Pub/Sub subscriptions with an expiration policy (the default is a 31-day TTL) are deleted automatically if no active subscriber connection has been made to the subscription within the TTL period. This prevents accumulation of abandoned subscriptions that waste quota and storage. For subscriptions that must survive long periods of inactivity (periodic batch jobs, disaster recovery listeners, event-driven workflows with rare triggers), set the expiration policy to never expire by calling setMetadata({ expirationPolicy: {} }) — an empty ExpirationPolicy object means never expire. Monitor subscription state in Cloud Monitoring: a subscription in RESOURCE_ERROR state means the underlying topic was deleted. An expired subscription silently loses all its backlog without alerting the publisher.

When should I use ordered delivery vs. unordered delivery in Pub/Sub?
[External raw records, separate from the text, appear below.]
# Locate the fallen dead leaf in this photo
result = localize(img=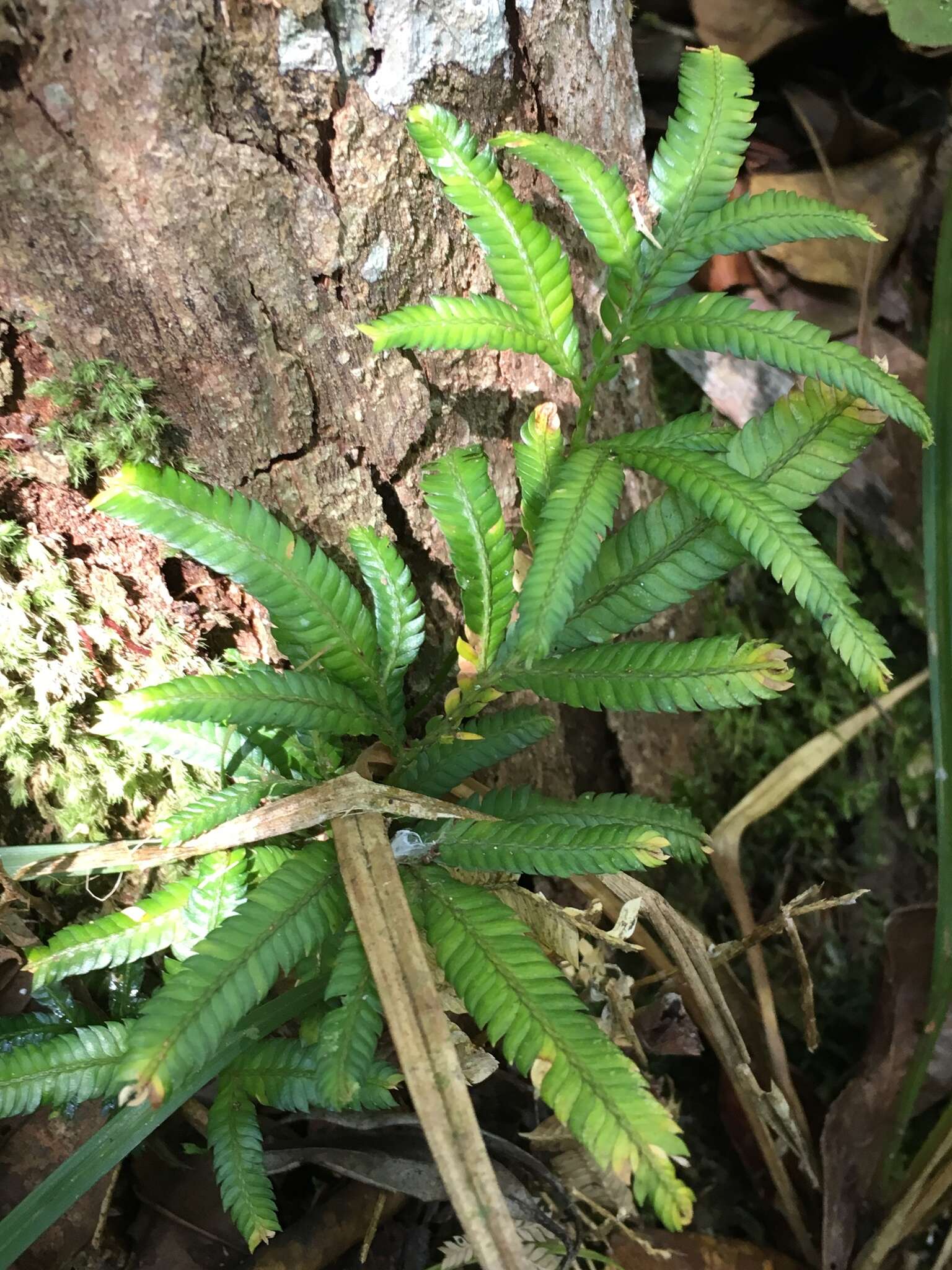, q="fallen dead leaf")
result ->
[750,141,928,291]
[690,0,818,62]
[612,1231,803,1270]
Use ordered delivery when your business logic requires that messages with the same key be processed in publish order — account balance updates, order state machine transitions, configuration change events. Ordered delivery requires using ordering keys on publish, enabling enableMessageOrdering on the subscription, and using regional Pub/Sub endpoints. The tradeoffs: ordered delivery reduces maximum throughput (per ordering key, messages process one at a time), can cause head-of-line blocking (one failing message blocks the whole key), and requires reordering-safe consumer restarts. Use unordered delivery (the default) for event types where order does not matter — analytics events, log collection, notification delivery, fan-out triggers — where the higher throughput and simpler failure handling outweigh the lack of ordering guarantee. For most MCP tool use cases involving job dispatch or notification delivery, unordered delivery is correct.
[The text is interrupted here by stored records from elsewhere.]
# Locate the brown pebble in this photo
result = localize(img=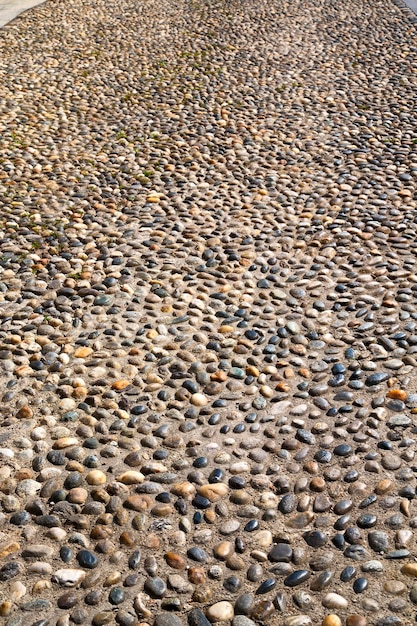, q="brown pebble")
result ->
[57,591,78,609]
[67,487,88,504]
[111,379,130,391]
[0,600,13,617]
[0,541,20,559]
[16,404,33,420]
[401,563,417,578]
[346,615,368,626]
[192,585,213,604]
[119,530,135,546]
[250,600,275,622]
[387,389,407,402]
[165,552,187,570]
[188,566,207,585]
[310,476,326,491]
[322,613,342,626]
[125,493,153,511]
[375,478,394,496]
How does the Pub/Sub dead letter topic differ from RabbitMQ's dead-letter exchange?

Both forward messages that exceed maximum delivery attempts, but the mechanisms differ. In Pub/Sub, the dead letter policy is configured on the subscription (deadLetterPolicy.maxDeliveryAttempts, range 5-100), and forwarding happens to a separate topic (not a subscription). The DLT topic then needs its own subscriptions for consumers to read failed messages. In RabbitMQ, the dead-letter exchange is configured on the source queue (x-dead-letter-exchange argument), and forwarding republishes the message to that exchange, which routes to bound queues. Key Pub/Sub DLT requirement that has no RabbitMQ equivalent: Pub/Sub's own service account needs pubsub.publisher on the DLT topic and pubsub.subscriber on the source subscription — without these IAM grants, dead-lettering silently fails and messages are simply dropped after max attempts.

What does subscription filter do, and how does it affect backlog metrics?
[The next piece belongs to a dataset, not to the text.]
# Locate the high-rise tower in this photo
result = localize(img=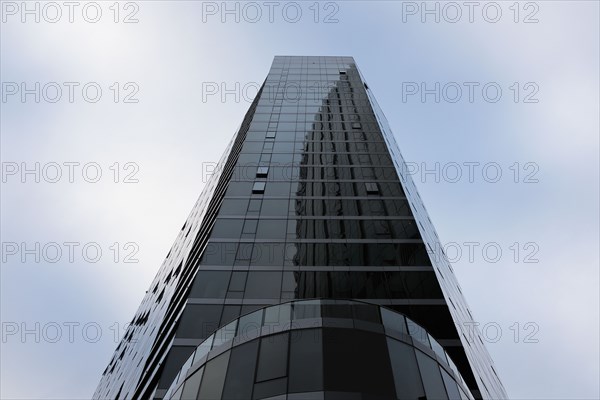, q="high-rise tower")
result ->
[94,57,506,400]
A subscription filter (filter attribute) is a server-side expression that controls which messages Pub/Sub delivers to the subscription. Only messages where the filter expression matches the message's attributes are delivered; non-matching messages are automatically acknowledged without being delivered to any consumer on that subscription. Filter expressions use the Cloud Logging filter syntax: attributes.event_type = "order.created", hasPrefix(attributes.region, "us-"). The subscription's backlog metrics count only messages that match the filter — a subscription with a filter will show lower num_undelivered_messages than the topic's total message volume. Filters cannot reference message data (the payload body), only message attributes. Adding a filter to an existing subscription drops non-matching messages in the subscription's current backlog immediately.